The first was communication. Communication is one of the most important components to successful transitions. This is not to say that communication was something our family practiced consistently. Email, after all, is not the best form of communication when it comes to resolving family or business conflicts. But one of the best ways our family communicated was through family meetings. Families seem to avoid the confrontation associated with family meetings because of the risks associated in filling the agenda with emotion-laden familial issues. Although the first few meetings can admittedly be rocky, regular scheduled communication is important to maintaining consistent views across the family that will perpetuate the business over time. Communication guidelines and ground rules, such as when to give feedback, can also help and are important tools to making these family meetings successful.
The power of peers
I also learnt about peer groups. Through Loyola's NGLI, I was able to reflect on my experiences as a leader and family member in small peer groups, where we explored a myriad of family business subjects of mutual interest. Having others to talk to who can share the same experiences is very important – after all, it can be lonely at the top.
The third was mentors. Sometimes it can be hard to find someone within your own family company to mentor you. While, in theory, obtaining a formal mentor is most beneficial, one can be extremely difficult to find. Fortunately, I had the opportunity to be mentored informally by several individuals in the industry who I still maintain contact with on a regular basis.
Then there was the '360 degree feedback' survey. This is probably one of the only ways to obtain honest feedback about yourself, your skills, and your leadership abilities from non-family members. The fifth thing I learnt about the succession process was support from a partner or spouse and family. Having the support of your loved ones is of utmost importance. It's not easy being a successor. There will be many tough days.

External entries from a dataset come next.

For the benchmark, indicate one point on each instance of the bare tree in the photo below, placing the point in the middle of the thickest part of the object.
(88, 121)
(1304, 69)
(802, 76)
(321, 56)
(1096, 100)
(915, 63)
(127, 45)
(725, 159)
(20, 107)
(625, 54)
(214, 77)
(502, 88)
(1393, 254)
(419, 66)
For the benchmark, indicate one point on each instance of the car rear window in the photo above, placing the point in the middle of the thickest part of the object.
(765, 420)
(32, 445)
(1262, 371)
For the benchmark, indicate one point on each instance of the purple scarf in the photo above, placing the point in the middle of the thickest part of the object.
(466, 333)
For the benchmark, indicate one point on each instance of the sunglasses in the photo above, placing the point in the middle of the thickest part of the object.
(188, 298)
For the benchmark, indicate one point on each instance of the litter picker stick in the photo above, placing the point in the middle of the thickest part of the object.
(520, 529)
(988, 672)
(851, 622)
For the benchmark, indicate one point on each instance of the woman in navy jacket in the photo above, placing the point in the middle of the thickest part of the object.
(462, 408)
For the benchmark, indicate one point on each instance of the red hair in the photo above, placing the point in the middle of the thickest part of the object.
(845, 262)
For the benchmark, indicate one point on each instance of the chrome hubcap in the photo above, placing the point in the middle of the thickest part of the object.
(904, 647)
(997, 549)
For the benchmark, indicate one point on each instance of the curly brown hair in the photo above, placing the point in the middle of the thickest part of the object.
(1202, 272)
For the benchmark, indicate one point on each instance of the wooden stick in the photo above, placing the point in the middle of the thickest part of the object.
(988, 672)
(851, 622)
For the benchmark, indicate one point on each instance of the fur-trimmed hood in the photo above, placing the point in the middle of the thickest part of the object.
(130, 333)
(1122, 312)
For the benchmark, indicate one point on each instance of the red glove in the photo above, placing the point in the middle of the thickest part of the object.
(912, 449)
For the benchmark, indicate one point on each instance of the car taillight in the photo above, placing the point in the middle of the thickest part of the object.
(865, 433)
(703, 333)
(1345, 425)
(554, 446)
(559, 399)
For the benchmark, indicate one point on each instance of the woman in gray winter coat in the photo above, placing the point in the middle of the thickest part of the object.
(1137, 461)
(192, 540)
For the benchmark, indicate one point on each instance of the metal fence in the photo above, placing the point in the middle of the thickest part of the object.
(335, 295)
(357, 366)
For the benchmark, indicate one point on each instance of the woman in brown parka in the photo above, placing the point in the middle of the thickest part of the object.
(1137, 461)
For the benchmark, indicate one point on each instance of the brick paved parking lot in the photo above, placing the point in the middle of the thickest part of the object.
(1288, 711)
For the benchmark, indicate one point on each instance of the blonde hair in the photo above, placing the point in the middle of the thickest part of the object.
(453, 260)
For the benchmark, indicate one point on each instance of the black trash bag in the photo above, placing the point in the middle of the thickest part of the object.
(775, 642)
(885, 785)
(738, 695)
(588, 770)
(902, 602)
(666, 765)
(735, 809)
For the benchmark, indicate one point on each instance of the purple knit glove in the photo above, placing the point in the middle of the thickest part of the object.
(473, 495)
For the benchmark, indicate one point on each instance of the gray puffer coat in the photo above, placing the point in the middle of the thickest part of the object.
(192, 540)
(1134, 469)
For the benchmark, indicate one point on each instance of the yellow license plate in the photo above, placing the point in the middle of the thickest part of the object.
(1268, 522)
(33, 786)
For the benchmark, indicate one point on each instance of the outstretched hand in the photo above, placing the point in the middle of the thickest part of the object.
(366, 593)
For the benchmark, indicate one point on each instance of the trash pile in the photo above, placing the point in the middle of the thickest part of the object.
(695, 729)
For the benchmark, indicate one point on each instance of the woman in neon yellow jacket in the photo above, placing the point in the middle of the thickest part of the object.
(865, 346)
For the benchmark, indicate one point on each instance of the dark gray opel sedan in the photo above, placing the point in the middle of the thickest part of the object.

The challenges that our family business had in transferring leadership to the next generation surrounded trust, leadership, and family – not issues I could have learned to solve in business school. For me, the Next Generation Leadership Institute at Loyola really helped our family get through this process. Investing in a programme, such as NGLI, is bound to produce lucrative returns. After all, you wouldn't hesitate spending US$50,000-100,000 on new equipment or new machinery. So why wouldn't you devote considerably less money to succession planning and to intellectual capital?
If I were to sum up the keys to succession in one sentence I would re-phrase an oft-quoted phase on success: "Success is a journey not a destination." However, when it comes down to the succession of leadership in a family business, I would state: Succession is a destination; it's the journey that is difficult and full of obstacles, which can be overcome with a little bit of planning and a whole lot of communication.